A 1907 painting is on loan from the Beyeler Foundation in Switzerland, after having been studied as part of the Getty Museum’s Conservation Partnership Program
At the J. Paul Getty Museum, Getty Center
through March 2015
“This work represents a pivotal moment in Picasso’s career, marking the first experiments with fractured space that culminated in his revolutionary painting Les Desmoiselles D'Avignon of the same year and the creation of cubism,” says Timothy Potts, director of the J. Paul Getty Museum. “Thanks to our Conservation Partnership Program and the support of the Getty Museum Paintings Council, over the next three months our visitors will have a unique opportunity to experience one of the landmark moments in modern art as if it were still happening ─ the fractured composition still carving itself into space around the woman’s head and the blocks of color still being laid out in form-defying blocks. Even alongside our Impressionist and Post-Impressionist masterpieces, this striking work of modern art is a commanding presence that announces in explosive and uncompromising terms that a new approach to painting has arrived.”
Femme was created while Picasso was working on his masterwork Les Demoiselles d’Avignon, a notorious brothel scene that stands out as a radical break from his earlier blue and rose periods. In this painting, Picasso’s burgeoning interest in compressed divided space and African masks is fully evident.
Femme is part of the collection of the Beyeler Foundation in Basel, Switzerland and was brought to the Getty by their chief conservator, Markus Gross, who spent three months doing research related to the painting, working with Getty Museum conservators and Getty Conservation Institute scientists, to develop a conservation protocol for the work. When the painting returns to the Beyeler Foundation in Switzerland, Gross and his team will use the conservation protocols developed at the Getty to guide future work on the painting. While at the Getty, Femme was extensively studied using x-radiography, ultraviolet light, and multi-spectral imaging, among other techniques.

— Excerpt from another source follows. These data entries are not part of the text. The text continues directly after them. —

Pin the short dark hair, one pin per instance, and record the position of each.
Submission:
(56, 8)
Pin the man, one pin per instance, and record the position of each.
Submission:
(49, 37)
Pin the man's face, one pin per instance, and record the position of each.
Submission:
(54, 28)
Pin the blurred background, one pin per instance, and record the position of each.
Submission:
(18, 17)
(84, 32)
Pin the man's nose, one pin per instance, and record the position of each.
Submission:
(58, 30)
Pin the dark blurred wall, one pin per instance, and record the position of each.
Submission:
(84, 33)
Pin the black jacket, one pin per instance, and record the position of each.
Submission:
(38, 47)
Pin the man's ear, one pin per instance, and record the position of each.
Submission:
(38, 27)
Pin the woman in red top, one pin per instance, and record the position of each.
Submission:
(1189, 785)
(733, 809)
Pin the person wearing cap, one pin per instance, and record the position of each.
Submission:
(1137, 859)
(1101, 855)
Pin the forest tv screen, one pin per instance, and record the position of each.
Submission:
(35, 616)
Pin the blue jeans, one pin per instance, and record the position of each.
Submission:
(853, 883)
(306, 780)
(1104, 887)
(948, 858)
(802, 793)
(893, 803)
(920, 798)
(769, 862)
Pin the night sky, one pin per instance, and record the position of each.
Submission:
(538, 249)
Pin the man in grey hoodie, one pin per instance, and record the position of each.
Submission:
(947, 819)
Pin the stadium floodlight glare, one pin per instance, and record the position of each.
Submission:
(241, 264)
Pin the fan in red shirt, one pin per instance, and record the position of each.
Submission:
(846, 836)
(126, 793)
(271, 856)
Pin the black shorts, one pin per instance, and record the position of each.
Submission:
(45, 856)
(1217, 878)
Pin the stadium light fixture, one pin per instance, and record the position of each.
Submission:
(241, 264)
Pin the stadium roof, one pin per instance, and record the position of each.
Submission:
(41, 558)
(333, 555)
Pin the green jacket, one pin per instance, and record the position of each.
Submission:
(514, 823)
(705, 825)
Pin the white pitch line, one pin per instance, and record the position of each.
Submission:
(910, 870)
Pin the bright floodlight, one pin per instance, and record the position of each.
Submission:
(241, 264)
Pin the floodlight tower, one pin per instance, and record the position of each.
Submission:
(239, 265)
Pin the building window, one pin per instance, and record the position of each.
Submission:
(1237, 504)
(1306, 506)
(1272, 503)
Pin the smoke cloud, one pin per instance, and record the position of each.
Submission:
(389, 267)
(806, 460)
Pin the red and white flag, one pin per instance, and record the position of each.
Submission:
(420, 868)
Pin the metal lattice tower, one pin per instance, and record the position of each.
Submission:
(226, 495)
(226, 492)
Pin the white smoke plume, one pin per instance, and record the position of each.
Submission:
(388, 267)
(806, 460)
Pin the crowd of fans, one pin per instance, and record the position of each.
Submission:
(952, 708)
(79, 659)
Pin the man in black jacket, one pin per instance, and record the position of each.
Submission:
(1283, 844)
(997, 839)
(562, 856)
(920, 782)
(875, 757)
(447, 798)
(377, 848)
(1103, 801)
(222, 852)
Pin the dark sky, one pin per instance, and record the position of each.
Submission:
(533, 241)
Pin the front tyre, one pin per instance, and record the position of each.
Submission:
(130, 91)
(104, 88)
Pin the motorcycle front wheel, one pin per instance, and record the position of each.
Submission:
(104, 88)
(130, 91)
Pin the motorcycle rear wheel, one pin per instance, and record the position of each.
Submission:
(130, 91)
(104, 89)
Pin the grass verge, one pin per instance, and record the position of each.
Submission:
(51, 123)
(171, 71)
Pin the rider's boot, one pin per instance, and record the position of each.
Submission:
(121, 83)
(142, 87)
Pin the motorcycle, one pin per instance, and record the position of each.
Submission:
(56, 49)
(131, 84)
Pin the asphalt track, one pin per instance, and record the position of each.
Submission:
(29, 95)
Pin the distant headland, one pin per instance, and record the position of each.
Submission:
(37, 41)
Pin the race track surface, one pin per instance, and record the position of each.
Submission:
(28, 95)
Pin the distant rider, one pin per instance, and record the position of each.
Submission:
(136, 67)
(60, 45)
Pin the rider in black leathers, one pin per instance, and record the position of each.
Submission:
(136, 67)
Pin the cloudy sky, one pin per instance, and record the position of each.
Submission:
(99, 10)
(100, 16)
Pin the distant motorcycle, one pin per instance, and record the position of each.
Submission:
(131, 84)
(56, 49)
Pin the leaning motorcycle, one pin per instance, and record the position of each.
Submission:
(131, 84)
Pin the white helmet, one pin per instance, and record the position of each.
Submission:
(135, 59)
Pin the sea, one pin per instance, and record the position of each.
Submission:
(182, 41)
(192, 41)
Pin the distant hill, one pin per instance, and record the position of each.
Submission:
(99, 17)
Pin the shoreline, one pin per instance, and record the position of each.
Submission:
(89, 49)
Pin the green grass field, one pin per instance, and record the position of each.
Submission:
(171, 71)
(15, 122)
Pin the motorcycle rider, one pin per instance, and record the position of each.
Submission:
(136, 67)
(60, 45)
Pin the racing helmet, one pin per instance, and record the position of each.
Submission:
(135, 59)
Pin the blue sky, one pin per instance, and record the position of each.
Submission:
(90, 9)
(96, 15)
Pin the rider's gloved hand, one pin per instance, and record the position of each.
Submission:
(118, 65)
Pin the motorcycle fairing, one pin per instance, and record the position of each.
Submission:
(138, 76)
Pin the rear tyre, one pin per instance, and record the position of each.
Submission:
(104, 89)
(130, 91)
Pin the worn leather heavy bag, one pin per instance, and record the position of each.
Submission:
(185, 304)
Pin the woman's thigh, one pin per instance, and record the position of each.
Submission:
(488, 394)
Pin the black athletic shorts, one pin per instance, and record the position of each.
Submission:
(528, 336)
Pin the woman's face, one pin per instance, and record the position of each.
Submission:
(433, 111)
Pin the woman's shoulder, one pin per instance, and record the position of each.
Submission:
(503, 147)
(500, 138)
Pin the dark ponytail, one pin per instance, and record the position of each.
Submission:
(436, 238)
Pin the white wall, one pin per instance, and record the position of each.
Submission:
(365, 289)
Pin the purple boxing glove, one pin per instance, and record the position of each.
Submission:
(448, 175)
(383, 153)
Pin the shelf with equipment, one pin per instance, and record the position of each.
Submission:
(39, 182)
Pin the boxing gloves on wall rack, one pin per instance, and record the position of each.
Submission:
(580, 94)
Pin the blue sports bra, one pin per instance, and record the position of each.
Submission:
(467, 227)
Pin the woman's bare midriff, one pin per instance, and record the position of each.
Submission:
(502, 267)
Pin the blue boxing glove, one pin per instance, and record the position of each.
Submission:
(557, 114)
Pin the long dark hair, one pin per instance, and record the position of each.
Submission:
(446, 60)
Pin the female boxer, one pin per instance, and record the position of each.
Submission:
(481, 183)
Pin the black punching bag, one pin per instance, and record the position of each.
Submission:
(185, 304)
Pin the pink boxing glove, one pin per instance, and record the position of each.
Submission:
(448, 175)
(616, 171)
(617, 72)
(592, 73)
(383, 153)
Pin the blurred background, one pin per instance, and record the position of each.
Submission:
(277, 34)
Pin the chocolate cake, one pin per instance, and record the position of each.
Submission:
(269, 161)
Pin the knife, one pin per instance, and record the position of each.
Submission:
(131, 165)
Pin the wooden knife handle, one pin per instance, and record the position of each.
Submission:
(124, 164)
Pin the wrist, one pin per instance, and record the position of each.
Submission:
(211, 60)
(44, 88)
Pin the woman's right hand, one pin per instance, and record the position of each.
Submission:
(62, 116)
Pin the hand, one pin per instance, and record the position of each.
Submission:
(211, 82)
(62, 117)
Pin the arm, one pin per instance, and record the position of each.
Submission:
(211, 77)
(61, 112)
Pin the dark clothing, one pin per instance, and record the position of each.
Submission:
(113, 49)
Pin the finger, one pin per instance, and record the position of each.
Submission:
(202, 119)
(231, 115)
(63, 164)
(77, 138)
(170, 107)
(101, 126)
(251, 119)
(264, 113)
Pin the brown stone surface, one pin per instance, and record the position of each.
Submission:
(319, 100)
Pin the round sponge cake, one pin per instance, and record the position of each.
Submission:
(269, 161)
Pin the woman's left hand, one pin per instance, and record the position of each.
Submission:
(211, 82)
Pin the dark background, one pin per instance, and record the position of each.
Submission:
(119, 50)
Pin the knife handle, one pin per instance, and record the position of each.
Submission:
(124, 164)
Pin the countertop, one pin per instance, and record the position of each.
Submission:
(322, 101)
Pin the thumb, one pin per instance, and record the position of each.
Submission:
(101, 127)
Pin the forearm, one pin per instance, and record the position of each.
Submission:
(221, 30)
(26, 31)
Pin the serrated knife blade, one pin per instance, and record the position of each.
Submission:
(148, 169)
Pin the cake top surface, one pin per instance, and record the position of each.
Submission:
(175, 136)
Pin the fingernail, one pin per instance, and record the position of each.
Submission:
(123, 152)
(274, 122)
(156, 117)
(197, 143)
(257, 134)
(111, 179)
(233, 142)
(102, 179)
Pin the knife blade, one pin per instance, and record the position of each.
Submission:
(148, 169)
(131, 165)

Said Gross about his time at the Getty: “For a conservator to work here is a kind of heaven. The facilities are the best in the world. And the collaboration and networking with colleagues has been extraordinary. While here, I worked with experts and lived with visiting scholars—art historians and conservators—the constant exchange of ideas was very fruitful.”
The J. Paul Getty Museum’s Paintings Conservation Department has a long-established program of bringing important paintings from around the world for conservation, study, and display at the Museum. Scientists from the Getty Conservation Institute—which works to advance conservation practice through research, education, applied field work, and the dissemination of knowledge—were consulted extensively on this project. The Getty Research Institute, which holds one of the world’s most important archives for the study of modern and contemporary art, was also an important resource.
This project was generously supported by the J. Paul Getty Museum Paintings Council.
IMAGE CAPTION: Femme (“Demoiselles d’Avignon” period) 1907, Pablo Picasso. Oil on canvas, 119 x 93.5 cm. © 2014 Estate of Pablo Picasso / Artists Rights Society (ARS), New York
The J. Paul Getty Museum collects in seven distinct areas, including Greek and Roman antiquities, European paintings, drawings, manuscripts, sculpture and decorative arts, and photographs gathered internationally. The Museum's mission is to make the collection meaningful and attractive to a broad audience by presenting and interpreting the works of art through educational programs, special exhibitions, publications, conservation, and research.